The model of Social Impact Bonds consists of governments agreeing to reward private, for-profit entities, called “social impact bond-issuing organizations” (SIBIOs), for their work. But the government only pays if the services deliver as promised, and only out of government cost savings. No taxpayer money will be wasted on failed programs in this plan. The idea behind these bonds is that investment is like prevention, and social problems can be more effectively addressed before they urgently need a cure. Governments, unlike private financiers who are motivated by potential profits, are likely to wait until a problem needs mitigation, rather than foreseeing it.

In addition to supportive housing, SIBs may be used to fund programs that address prisoner recidivism, assisted living, kindergarten readiness, workforce development for at-risk populations, and visiting nurses, according to what Kristin Giantris, of the Nonprofit Finance Fund, told Dowser. Giantris also said that SIBIOs will rely on one fundamental question to identify sites of intervention: “What area has the greatest opportunity for investment that will result in strong outcomes and save the government money?”
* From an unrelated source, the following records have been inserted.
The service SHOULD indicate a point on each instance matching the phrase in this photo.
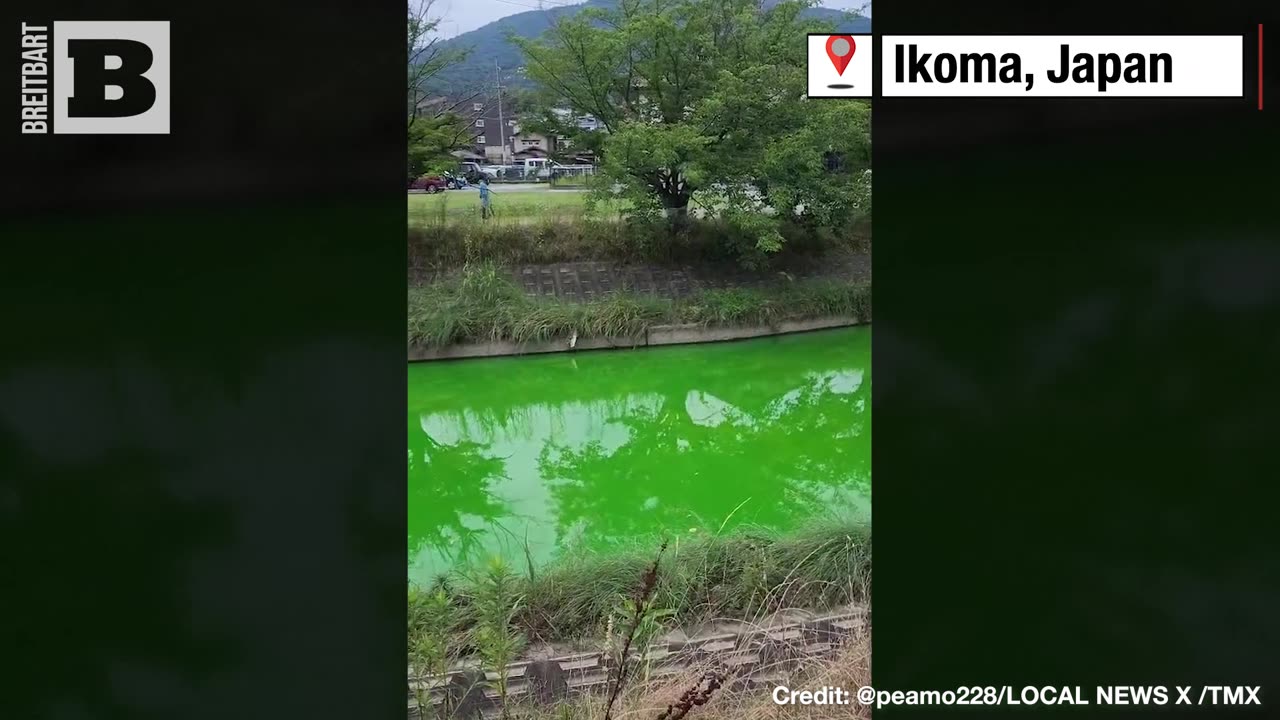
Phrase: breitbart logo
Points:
(95, 78)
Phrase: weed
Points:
(639, 607)
(694, 697)
(496, 605)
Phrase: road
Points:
(515, 187)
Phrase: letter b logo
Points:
(112, 77)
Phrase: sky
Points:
(464, 16)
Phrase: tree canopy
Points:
(703, 103)
(434, 131)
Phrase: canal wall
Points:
(652, 337)
(748, 656)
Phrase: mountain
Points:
(490, 50)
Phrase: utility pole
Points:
(502, 123)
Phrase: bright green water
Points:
(609, 449)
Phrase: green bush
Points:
(740, 575)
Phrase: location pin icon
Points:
(840, 49)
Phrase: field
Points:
(511, 204)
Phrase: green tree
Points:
(434, 128)
(708, 98)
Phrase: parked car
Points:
(475, 173)
(429, 183)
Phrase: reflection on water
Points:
(611, 449)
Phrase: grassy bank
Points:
(483, 304)
(741, 575)
(511, 204)
(556, 238)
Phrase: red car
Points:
(429, 183)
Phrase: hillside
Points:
(489, 44)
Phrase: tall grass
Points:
(440, 245)
(740, 575)
(483, 304)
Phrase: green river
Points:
(606, 450)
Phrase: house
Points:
(526, 145)
(490, 131)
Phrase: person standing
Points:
(485, 210)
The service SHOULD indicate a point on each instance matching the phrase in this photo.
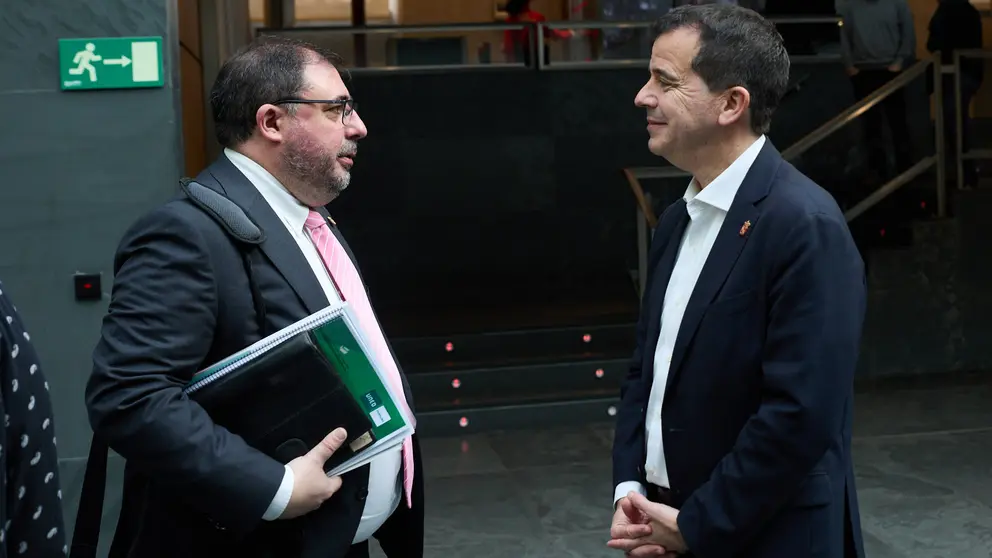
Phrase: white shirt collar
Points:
(721, 192)
(292, 213)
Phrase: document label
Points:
(377, 411)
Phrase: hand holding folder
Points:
(311, 486)
(284, 393)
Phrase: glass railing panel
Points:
(395, 48)
(572, 44)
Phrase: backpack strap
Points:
(239, 226)
(248, 236)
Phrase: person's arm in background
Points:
(31, 512)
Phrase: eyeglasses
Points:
(350, 105)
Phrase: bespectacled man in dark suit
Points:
(182, 299)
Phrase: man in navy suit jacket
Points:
(733, 437)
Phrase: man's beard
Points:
(312, 167)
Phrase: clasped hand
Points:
(643, 528)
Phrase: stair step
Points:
(447, 390)
(544, 414)
(519, 347)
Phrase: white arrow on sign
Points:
(123, 61)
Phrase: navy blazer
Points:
(181, 301)
(757, 407)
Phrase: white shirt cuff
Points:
(625, 488)
(281, 499)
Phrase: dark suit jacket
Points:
(180, 302)
(757, 409)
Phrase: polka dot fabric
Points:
(31, 521)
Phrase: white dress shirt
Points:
(707, 209)
(384, 480)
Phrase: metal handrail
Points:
(972, 154)
(535, 36)
(856, 110)
(634, 174)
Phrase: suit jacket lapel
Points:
(726, 249)
(279, 246)
(669, 237)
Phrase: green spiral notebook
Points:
(338, 338)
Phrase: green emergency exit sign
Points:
(111, 63)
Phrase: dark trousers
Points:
(893, 107)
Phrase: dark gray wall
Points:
(77, 168)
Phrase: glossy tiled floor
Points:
(924, 464)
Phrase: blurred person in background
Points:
(878, 42)
(31, 514)
(516, 42)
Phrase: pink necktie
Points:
(352, 290)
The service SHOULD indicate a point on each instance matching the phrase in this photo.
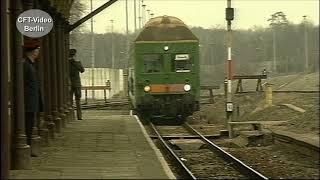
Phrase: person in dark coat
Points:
(75, 67)
(32, 95)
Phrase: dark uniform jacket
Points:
(75, 68)
(32, 94)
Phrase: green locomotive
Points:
(165, 80)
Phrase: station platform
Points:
(105, 145)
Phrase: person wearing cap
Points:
(32, 94)
(75, 68)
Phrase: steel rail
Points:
(297, 142)
(278, 91)
(175, 157)
(246, 169)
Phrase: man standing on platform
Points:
(75, 68)
(32, 94)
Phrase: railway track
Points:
(214, 161)
(278, 91)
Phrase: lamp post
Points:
(92, 53)
(135, 13)
(143, 14)
(306, 67)
(148, 10)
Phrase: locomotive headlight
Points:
(147, 88)
(187, 87)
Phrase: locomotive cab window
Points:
(182, 63)
(152, 63)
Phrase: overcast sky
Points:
(204, 13)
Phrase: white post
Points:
(306, 44)
(135, 13)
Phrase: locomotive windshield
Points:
(152, 63)
(181, 63)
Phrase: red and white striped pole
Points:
(229, 104)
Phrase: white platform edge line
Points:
(163, 162)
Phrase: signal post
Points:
(229, 103)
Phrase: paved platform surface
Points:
(103, 146)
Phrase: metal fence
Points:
(100, 77)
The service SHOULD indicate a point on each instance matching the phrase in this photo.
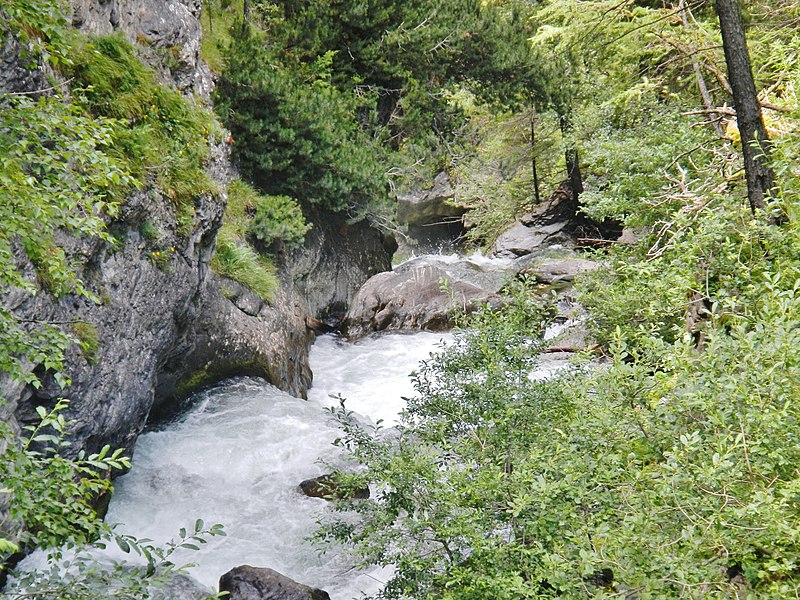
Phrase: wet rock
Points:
(327, 486)
(428, 206)
(181, 587)
(253, 583)
(554, 270)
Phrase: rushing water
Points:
(237, 457)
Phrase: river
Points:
(237, 456)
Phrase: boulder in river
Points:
(254, 583)
(554, 270)
(328, 486)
Actually putting the SIB program into practice may not be as simple as it sounds. Giantris mentioned some long-term concerns, particularly around the ability to scale the SIB model. Specifically, the challenge is determining how to create an asset class so that there is liquidity and comparability. “It’s very hard to develop market-oriented security,” she said, without a large enough sample of these projects nation-wide. She also said that there is the question of “how to satisfy investor interests while having enough time to achieve measurable outcomes.” Some issues may require more than 5 years involvement to show the cost savings. Education is one example where we might have to wait years to see results, said Giantris, and it could be too long for investors to wait as it increases the risk of the investment.

Harvard Economist Jeffrey Liebman, in a report for the Center for American Progress, has analyzed potential successes and challenges of the Social Impact Bonds plan. There may be obstacles to the program’s success, according to Liebman, if interventions do not meet five main criteria. They will need to have sufficiently high net benefits, have measurable outcomes, have a well-defined treatment population up front, use a credible impact-assessment method, and include strategies for reducing harm to populations in cases where interventions are unsuccessful and investors pull out. Liebman also suggests, given the newness of the concept of Social Impact Bonds, that it be applied to models that have already proven effective. He also predicts that successful interventions will provide savings to the government that exceed program costs. Furthermore, Liebman foresees the first Social Impact Bond programs occurring at the level of local government.